U.S. government debt yields were lower Tuesday after consumer pricing data met Wall Street expectations.
The yield on the benchmark 10-year Treasury note was lower at 2.837 percent at 3:41 p.m. ET, while the yield on the 30-year Treasury bond was lower at 3.096 percent. Bond yields move inversely to prices.
Consumer prices rose 0.2 percent in February, matching Wall Street expectations and keeping fears of runaway inflation at bay. On a year-over-year basis, the consumer price index rose 2.2 percent, a bit ahead of the 2.1 percent increase reported in January.
Core CPI — which excludes volatile food and energy prices — was up 0.2 percent for the month and 1.8 percent annualized. The latest reading comes a month after the CPI posted its largest gain in four years of 0.5 percent, sparking fears of rising prices and a more aggressive Federal Reserve.
US 10-year Treasury note yield 5-day chart
Yields also came under pressure after President Donald Trump announced that he ousted Rex Tillerson as Secretary of State. The president tweeted that CIA Director Mike Pompeo will replace Tillerson as the nation's top diplomat amid sensitive negotiations with North Korea.
"Tillerson's departure is eclipsing the CPI release this morning and helping drive a rally led by the 7-year part of the Treasury curve," said Aaron Kohli, fixed income strategist at BMO. "The market is trading the headline more on the fact that it suggests continued turmoil within the White House rather than anything specific to Tillerson's tenure."
As for the CPI data, Kohli added it "was certainly enough to keep the FOMC on track and we're likely to see some further pressure on [five-year notes] if the Fed sounds aggressive next week."
Last week, President Trump signed two declarations which would implement tariffs on steel and aluminum imports.

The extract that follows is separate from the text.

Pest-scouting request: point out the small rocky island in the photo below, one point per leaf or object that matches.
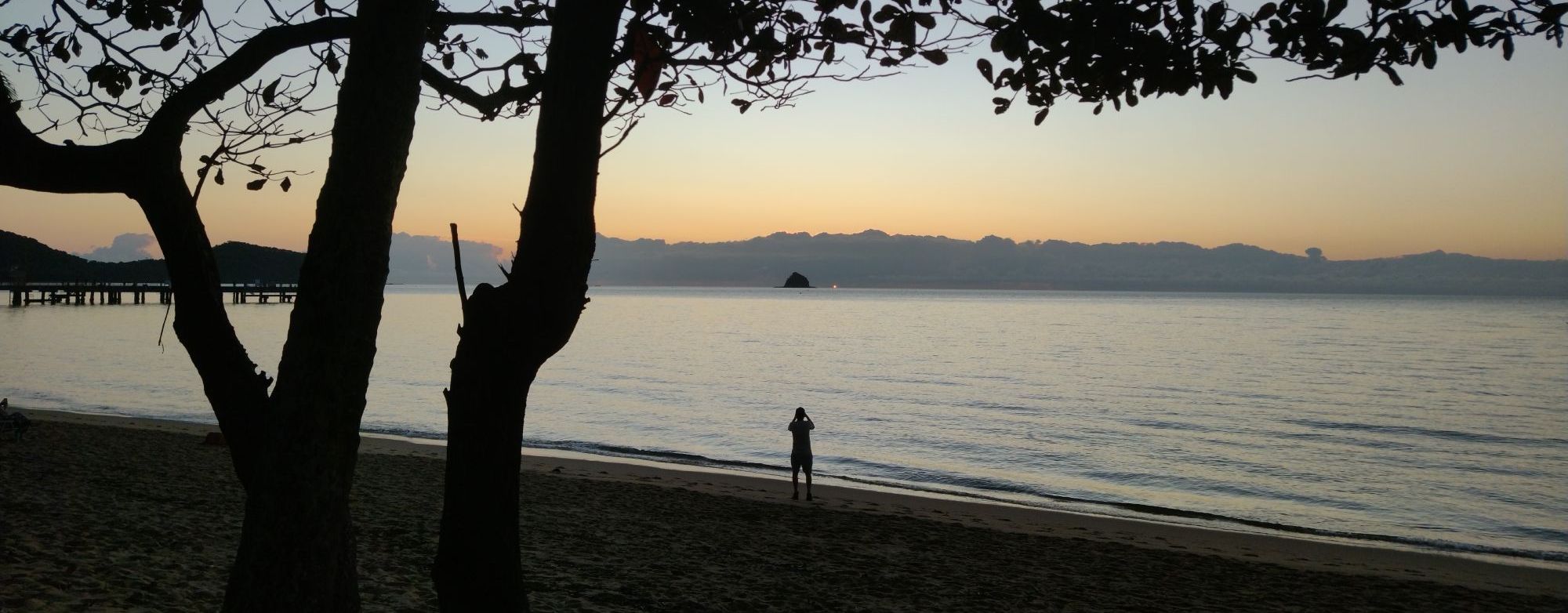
(796, 280)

The tariffs are expected to take effect in the coming weeks and will see a 25 percent charge placed on steel, and 10 percent levy on aluminum — Canada and Mexico, however, are exempt. Investors remain concerned that countries around the world may strike back because of the tariffs.
The Treasury Department auctioned $13 billion in 30-year bonds at a high yield of 3.109 percent. The bid-to-cover ratio, an indicator of demand, was 2.38 Indirect bidders, which include major central banks, were awarded 57.9 percent. Direct bidders, which includes domestic money managers, bought 14.8 percent.